As care workers, we have to deal with much more than most in our daily work – from helping patients bathe, or go to the loo, to listening to worries and concerns. It’s easy to see why so many caregivers end up burning out, but if we can better understand the symptoms of stress ad exhaustion, we can nip it in the bud before it becomes a bigger issue.
Stress can be a debilitating thing, but it’s actually a reaction that is ultimately designed to protect us – it’s the ‘fight or flight’ syndrome we are programmed with. We feel this way because our mind has perceived a threat to our wellbeing and told our body to respond to that. But nowadays it’s not always possible to change the situation that is causing the stressful response, and as a result we can end up feeling unhappy or unable to cope. Chronic fatigue, heightened emotion, frequent headaches and recurring illness are all key indicators of stress – and it’s important to acknowledge them as soon as possible. For a long while, we tend to accept the situation for what it is, ignoring the signs that we are in need of a break.
It’s important to make time for yourself when you feel things are getting on top of you. What are your hobbies? Is there anything that you used to participate in but you feel you can’t make the time for this anymore? Set some time aside, put this in your diary, and make sure you have a set period to do something you really enjoy.
If you prefer a group setting, there will be something to get involved with no matter what your age, whether this is sport and exercise or another social activity. Arts and crafts, book clubs, walking groups and dance classes are all excellent ways of getting a bit of social interaction and having fun. In fact, just being in a social setting can often improve our moods. Use this as your time to have some fun and concentrate on what you enjoy.
Studies have shown that exercise is just as effective as medication. This doesn’t mean you should aim to run a marathon each week, but even gentle activity can help to clear your mind. As we become more mindful of taking care of our minds and bodies, the popularity of classes like yoga, pilates and meditation has increased.
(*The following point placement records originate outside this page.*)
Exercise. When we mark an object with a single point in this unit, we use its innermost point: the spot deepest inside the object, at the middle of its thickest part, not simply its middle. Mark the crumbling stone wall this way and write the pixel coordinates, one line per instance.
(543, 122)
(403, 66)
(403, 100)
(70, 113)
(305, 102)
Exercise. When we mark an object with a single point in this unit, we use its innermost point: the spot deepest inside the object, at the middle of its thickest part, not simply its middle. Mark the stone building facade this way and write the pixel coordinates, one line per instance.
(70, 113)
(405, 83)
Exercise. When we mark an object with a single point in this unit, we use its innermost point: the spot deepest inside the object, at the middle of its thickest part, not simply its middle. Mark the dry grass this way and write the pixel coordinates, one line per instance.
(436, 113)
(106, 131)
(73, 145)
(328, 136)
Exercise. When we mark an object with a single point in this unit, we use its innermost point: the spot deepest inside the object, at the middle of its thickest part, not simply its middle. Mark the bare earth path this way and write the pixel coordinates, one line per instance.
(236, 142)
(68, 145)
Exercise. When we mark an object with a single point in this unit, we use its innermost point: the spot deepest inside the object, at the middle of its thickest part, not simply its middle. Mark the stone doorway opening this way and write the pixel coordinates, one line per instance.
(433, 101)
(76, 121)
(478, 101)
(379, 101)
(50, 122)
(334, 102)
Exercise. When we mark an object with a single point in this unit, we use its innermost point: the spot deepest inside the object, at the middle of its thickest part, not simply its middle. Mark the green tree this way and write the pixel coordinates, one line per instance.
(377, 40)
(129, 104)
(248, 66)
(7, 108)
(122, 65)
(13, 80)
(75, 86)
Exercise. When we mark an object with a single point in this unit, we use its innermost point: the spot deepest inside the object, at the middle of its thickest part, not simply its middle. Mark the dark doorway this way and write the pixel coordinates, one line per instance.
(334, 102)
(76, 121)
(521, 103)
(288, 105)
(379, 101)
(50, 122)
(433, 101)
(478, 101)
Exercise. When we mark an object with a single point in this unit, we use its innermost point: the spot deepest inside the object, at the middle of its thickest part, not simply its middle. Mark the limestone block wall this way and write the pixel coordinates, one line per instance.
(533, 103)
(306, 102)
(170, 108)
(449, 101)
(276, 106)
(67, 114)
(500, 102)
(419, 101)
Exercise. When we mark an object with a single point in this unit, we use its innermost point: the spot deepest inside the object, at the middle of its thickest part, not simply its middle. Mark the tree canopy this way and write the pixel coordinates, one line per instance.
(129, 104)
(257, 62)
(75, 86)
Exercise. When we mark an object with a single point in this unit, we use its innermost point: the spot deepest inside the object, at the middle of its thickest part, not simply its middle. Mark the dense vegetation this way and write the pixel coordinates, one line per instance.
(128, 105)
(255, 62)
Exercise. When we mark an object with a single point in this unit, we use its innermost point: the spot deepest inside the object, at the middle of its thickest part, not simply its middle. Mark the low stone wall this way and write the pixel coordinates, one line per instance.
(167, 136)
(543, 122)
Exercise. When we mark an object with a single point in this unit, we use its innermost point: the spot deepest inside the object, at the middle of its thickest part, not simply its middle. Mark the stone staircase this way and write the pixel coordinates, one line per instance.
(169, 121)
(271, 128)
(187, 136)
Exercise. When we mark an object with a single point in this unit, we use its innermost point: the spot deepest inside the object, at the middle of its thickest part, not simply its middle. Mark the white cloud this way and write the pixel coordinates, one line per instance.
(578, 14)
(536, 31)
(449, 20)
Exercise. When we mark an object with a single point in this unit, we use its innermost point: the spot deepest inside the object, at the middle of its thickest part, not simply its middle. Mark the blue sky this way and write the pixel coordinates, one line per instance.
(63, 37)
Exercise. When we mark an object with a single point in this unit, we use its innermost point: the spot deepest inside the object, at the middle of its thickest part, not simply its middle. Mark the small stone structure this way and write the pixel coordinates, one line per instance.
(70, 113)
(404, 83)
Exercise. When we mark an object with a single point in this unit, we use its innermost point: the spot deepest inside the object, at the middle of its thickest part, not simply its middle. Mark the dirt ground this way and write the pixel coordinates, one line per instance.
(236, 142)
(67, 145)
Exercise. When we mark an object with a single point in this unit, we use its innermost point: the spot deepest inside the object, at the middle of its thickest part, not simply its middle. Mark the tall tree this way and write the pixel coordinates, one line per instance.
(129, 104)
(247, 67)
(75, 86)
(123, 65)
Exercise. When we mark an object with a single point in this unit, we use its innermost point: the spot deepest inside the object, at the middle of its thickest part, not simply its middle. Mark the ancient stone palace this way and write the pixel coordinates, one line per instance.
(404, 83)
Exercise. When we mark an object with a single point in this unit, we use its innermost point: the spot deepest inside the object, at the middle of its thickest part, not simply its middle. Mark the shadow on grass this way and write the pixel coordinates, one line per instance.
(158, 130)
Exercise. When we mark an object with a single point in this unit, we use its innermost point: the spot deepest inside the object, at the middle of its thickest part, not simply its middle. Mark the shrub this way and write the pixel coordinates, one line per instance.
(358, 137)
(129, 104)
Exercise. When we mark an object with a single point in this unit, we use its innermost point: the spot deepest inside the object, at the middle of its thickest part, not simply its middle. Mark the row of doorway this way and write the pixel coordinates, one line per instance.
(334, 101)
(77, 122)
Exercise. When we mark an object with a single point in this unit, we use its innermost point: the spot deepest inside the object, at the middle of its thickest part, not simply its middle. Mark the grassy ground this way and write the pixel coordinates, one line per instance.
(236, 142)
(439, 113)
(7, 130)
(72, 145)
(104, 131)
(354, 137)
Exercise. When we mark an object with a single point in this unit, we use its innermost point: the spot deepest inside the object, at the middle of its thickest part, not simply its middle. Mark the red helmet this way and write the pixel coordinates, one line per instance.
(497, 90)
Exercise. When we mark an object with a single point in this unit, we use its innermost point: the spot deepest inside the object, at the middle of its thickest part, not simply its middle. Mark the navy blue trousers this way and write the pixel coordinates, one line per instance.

With that said though, don’t overlook the power of a long walk, swim or leisurely bike ride – anything that increases your heart rate will make you feel better all round.
Research shows that up to 70% of caregivers have clinical symptoms of depression, with one quarter of those meeting the diagnostic criteria for severe depression. By nature, a carer is just that – an exceptionally caring person who puts others’ needs above their own. But it’s important to remember that our own health and mental wellbeing is just as important as the person in need of care, as this can have an impact on the both of you.
Everybody needs a kind ear every now and then. If you can talk to a friend or colleague, having some support can make a big difference. Many employers offer counselling to their carers as part of their package – don’t ever be afraid to ask for this help. Even if you’re just feeling a bit overwhelmed or pressured, it always helps to talk it out and gain a bit of perspective on the matter. It’s also worth checking out some self-help blogs or books to help you understand and manage your feelings. Always prioritise your own mental health – it’s key to helping you maintain a successful career in care.
Finally, no matter what your circumstances, always remember that you are doing a brilliant job. As a carer you’re making a huge difference to others lives, doing a job that many others wouldn’t be able to.